If employers have no manufacturer or third-party guidance or procedures for specific decontamination methods, then workers should avoid using decontaminated FFRs when performing aerosol-generating procedures on patients who are or may be infected with SARS-CoV-2. Aerosol-generating procedures include bronchoscopy, cardiopulmonary resuscitation, intubation and extubation, nebulizer therapy, and sputum induction. Decontamination may degrade FFR performance, and decontaminated respirators may not provide the level of protection needed during such procedures.

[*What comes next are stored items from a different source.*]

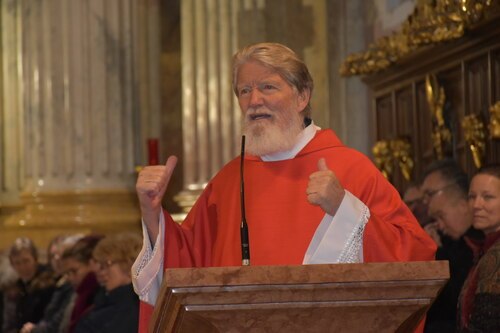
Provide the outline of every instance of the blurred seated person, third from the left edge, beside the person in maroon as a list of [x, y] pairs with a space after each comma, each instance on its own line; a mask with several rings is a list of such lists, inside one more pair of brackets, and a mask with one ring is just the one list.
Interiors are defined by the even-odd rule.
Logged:
[[24, 324], [20, 333], [51, 333], [59, 332], [66, 308], [70, 304], [74, 290], [64, 275], [61, 257], [63, 252], [73, 246], [83, 235], [60, 235], [49, 243], [48, 261], [56, 278], [55, 290], [50, 303], [45, 309], [43, 318], [38, 323]]

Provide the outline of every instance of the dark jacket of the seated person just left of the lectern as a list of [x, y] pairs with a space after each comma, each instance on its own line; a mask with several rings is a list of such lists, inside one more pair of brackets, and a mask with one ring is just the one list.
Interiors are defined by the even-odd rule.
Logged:
[[136, 333], [139, 298], [132, 284], [111, 290], [77, 324], [75, 333]]

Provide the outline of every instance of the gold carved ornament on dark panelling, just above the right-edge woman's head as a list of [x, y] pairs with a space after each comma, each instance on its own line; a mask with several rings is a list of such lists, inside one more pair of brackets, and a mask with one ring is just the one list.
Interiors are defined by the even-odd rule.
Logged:
[[477, 114], [470, 114], [462, 119], [465, 142], [472, 153], [476, 168], [483, 165], [484, 151], [486, 148], [485, 127]]

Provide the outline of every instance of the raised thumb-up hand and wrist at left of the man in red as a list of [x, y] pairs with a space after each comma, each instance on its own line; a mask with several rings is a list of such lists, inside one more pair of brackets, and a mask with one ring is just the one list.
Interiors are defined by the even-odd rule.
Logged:
[[177, 157], [170, 156], [165, 165], [144, 167], [137, 178], [135, 189], [139, 197], [142, 219], [152, 244], [158, 237], [161, 201], [176, 164]]

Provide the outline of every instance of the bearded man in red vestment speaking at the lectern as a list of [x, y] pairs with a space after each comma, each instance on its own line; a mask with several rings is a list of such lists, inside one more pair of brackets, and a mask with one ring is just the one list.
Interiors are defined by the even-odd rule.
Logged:
[[[311, 121], [313, 81], [292, 50], [250, 45], [235, 54], [233, 73], [248, 143], [252, 265], [434, 258], [435, 244], [369, 159]], [[164, 268], [242, 262], [240, 158], [207, 184], [182, 225], [161, 208], [175, 164], [170, 157], [146, 167], [137, 180], [145, 245], [133, 273], [142, 325]]]

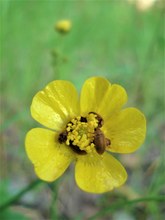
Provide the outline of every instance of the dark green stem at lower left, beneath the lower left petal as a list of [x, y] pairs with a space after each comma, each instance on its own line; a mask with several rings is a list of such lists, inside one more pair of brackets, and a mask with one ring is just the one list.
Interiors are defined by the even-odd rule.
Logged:
[[27, 192], [29, 192], [30, 190], [32, 190], [34, 187], [36, 187], [37, 185], [39, 185], [39, 183], [43, 183], [41, 180], [35, 180], [34, 182], [30, 183], [27, 187], [25, 187], [24, 189], [22, 189], [20, 192], [18, 192], [18, 194], [16, 194], [14, 197], [12, 197], [11, 199], [9, 199], [8, 201], [6, 201], [4, 204], [2, 204], [0, 206], [0, 211], [5, 210], [6, 208], [8, 208], [9, 206], [11, 206], [12, 204], [14, 204], [15, 202], [17, 202], [24, 194], [26, 194]]

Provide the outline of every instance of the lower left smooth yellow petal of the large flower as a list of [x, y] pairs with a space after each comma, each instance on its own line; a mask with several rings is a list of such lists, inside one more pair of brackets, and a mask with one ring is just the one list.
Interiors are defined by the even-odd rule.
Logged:
[[58, 135], [43, 128], [34, 128], [26, 135], [25, 145], [29, 159], [38, 177], [53, 181], [67, 169], [74, 154], [57, 141]]

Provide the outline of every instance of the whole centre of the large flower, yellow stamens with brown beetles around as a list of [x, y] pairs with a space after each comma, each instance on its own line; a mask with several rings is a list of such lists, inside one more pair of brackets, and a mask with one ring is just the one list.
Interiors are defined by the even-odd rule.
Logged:
[[66, 126], [66, 130], [59, 135], [59, 142], [66, 143], [78, 154], [87, 154], [97, 151], [102, 154], [110, 140], [104, 137], [101, 127], [103, 119], [95, 112], [86, 117], [78, 116]]

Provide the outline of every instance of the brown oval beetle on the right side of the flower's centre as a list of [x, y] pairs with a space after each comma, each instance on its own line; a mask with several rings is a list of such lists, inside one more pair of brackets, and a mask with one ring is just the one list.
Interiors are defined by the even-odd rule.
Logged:
[[98, 154], [103, 154], [105, 148], [111, 144], [110, 140], [104, 136], [99, 127], [95, 131], [93, 143]]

OSHA instructed CSHOs to exercise discretion in issuing citations if FFRs are decontaminated and reused in cases when:
Other feasible measures, such as using partitions, restricted access, the cohorting of patients, other engineering controls, work practices, or administrative controls to reduce the need for respiratory protection, were implemented to protect employees;
The employer has made a good-faith effort to obtain other alternative FFRs, reusable elastomeric respirators, or powered air-purifying respirators (PAPRs), including NIOSH-certified equipment or previously NIOSH-certified equipment past its manufacturer’s recommended shelf life;
The employer has monitored its supply of FFRs, prioritized their use according to CDC guidance, and controlled the number of times a respirator is decontaminated before issuing a new one, given supply-level and burn-rate considerations; and
Surgical masks and eye protection such as face shields and goggles were provided as an interim measure to protect against splashes and large droplets.
OSHA reiterated that surgical masks are not respirators and are not appropriate during aerosol-generating procedures.